How to Heal from the End of a Relationship

By Emily Fletcher

There’s no denying that breakups are tough.

It doesn’t matter if it was you or your partner who initiated the split. Breakups cause a kind of mourning. Mourning the close of this chapter of your life, mourning the loss of potential of what could have been, and mourning what can feel like a death of this person who you thought you might have spent the rest of your life with. It hurts.

By habit, we humans like to avoid pain. We often try to ignore our feelings or numb them with brownies, Netflix, and wine. We may even start a relationship with someone new before we have fully healed as a way to avoid feeling the pain.

Here’s the trick: There is no way around but through.

Once you accept this simple truth, you open yourself up to a much more elegant way of dealing with the end of a relationship.

Why do you think relationships exist? Do you think your boyfriend is there to “complete” you? I believe relationships exist to teach us our lessons. At their best, they are an outlet for our fulfillment and not a place we go to fill ourselves up.

Every relationship is a chapter in the syllabus of life. When one ends, it can mean you have learned that lesson and it is time to move on. By adopting this viewpoint, we realize that breakups are actually an amazing opportunity for growth. That doesn’t make it easy. Growing Pains isn’t just a sitcom from the ’80s. Change can be uncomfortable. Breaking your exoskeleton can hurt, but expansion is the safest place there is.

When we allow ourselves to feel the discomfort and move through it as opposed to trying to avoid it, we give ourselves the gift of healing faster and more elegantly.

Step 1: Tune into your breath.

Lie down on the floor with one hand on your heart and your other hand on your stomach. Breathe and feel your chest rising and falling. Feel your heart beating, sending blood to every part of your body. Don’t try to change your breath or control your body in any way; simply feel the sensations of lying on the floor. If you’re feeling a knot in your chest or a pit in your stomach or any kind of physical sensation related to your emotions, that’s OK. Let yourself feel it, and notice how the pain doesn’t stop your heart from beating.

Step 2: Tap the thymus.

There is a reason monkeys beat on their chests. That is where the thymus gland is. It is the thing that shrinks when we have a “broken heart.” By gently tapping on your chest, you can stimulate the thymus gland and help it to expand and heal.

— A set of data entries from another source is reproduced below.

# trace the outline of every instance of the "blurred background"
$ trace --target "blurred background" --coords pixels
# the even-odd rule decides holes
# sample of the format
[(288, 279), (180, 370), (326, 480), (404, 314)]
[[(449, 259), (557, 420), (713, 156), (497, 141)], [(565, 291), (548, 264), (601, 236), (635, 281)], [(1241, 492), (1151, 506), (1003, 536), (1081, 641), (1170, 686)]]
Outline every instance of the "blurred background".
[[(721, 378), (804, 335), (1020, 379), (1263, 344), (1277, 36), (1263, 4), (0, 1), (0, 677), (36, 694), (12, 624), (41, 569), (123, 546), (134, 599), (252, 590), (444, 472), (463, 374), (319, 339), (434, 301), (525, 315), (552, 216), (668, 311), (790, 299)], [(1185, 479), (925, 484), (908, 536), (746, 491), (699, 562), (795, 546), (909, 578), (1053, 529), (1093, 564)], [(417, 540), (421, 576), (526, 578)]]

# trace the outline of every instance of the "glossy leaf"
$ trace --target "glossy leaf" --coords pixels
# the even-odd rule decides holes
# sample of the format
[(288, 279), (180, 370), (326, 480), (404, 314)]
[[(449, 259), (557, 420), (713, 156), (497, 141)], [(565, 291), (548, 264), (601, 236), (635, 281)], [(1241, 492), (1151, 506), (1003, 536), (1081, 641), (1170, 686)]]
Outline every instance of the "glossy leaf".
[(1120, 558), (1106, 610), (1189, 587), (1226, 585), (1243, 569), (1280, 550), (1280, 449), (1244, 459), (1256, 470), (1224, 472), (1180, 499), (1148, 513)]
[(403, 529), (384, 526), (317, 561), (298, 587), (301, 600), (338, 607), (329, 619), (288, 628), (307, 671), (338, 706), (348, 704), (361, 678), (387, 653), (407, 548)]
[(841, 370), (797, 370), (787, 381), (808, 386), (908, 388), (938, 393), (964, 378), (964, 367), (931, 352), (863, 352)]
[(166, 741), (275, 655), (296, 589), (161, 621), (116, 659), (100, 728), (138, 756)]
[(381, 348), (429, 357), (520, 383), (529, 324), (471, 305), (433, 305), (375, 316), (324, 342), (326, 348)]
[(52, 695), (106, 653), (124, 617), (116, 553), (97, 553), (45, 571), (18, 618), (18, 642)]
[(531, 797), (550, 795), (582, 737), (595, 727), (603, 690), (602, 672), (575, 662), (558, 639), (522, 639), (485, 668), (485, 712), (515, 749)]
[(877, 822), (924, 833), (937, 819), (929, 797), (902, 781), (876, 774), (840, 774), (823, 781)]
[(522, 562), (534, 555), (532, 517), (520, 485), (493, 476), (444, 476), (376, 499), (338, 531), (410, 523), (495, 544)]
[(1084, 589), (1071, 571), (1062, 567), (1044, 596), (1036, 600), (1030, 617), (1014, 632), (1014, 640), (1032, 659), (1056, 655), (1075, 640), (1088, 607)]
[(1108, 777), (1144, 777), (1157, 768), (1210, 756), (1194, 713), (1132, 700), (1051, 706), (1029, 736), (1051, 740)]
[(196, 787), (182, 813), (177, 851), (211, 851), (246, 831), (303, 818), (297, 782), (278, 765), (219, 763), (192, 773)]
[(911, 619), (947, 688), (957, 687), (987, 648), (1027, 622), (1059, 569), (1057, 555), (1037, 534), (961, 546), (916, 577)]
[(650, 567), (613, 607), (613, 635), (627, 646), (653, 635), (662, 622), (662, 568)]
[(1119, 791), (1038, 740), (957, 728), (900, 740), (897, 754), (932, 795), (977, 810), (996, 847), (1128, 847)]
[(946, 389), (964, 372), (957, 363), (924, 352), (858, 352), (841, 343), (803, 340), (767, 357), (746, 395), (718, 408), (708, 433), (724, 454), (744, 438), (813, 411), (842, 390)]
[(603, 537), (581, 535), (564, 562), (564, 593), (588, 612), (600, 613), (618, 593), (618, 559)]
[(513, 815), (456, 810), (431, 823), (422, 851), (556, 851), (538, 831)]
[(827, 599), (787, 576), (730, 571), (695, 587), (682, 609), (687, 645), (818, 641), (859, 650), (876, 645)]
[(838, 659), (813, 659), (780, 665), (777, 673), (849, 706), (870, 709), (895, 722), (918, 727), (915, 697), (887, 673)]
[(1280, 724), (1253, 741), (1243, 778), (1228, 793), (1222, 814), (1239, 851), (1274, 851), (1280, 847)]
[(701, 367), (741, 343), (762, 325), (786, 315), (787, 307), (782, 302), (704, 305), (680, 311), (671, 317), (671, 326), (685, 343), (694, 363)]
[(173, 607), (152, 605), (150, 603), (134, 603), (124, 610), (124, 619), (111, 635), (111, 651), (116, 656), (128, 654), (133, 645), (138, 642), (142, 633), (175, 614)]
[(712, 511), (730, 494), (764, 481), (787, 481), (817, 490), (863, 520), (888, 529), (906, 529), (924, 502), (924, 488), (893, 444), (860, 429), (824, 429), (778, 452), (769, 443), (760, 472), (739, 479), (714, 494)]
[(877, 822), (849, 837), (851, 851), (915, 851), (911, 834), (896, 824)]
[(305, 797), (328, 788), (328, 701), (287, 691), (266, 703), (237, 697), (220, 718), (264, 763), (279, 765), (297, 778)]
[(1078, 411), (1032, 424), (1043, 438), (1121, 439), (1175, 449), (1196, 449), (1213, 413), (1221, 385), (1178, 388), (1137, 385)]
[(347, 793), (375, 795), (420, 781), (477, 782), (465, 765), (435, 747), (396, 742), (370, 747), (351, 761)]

Step 3: Ask yourself a few questions.

Reflect on the following prompts, which will help you see the beauty in the breakup.

1. Why is this happening FOR me? (… instead of why is this happening TO me?)

Reflect on your relationship and ask yourself what the biggest takeaways were. Remember, the fact that the relationship ended does not make it a failure. See if you can look at the situation not as a loss but in terms of what information you’ve gained. You might have learned more about what you do and don’t want in a partner. You might have learned more about your own communicative style. You might have learned more about how you react in certain situations. All of this is valuable information to help you gain more insight about yourself.

2. How do I trust that this will play out as it is meant to play out?

“Surrender” and “acceptance” are two words that we don’t love in the West. However, they’re crucial for getting unstuck when we’re feeling like we need to control our lives. So instead of obsessing over the breakup or trying to find a new partner stat, can you simply let go and accept that things will work out as they’re meant to? Visualize yourself physically holding all your plans and beliefs about what “should” happen, and then picture yourself physically handing over that bundle to nature. Notice how much lighter you are when you’re not weighed down by the nagging need to control the future.

3. How do I enjoy that I will never have to relearn these lessons?

Now that you have this information, you never have to learn it again. And you can use what you’ve learned to inform your future relationships, which will help you to call forth partners who can teach you even more lessons. It’s a constant process of evolving as you continue to grow in life and love.

It’s OK if you’re hurting. But when you can see the pain as part of your evolution, it doesn’t hurt as much. So give yourself permission to feel all of this. This too shall pass, and you will be stronger for it.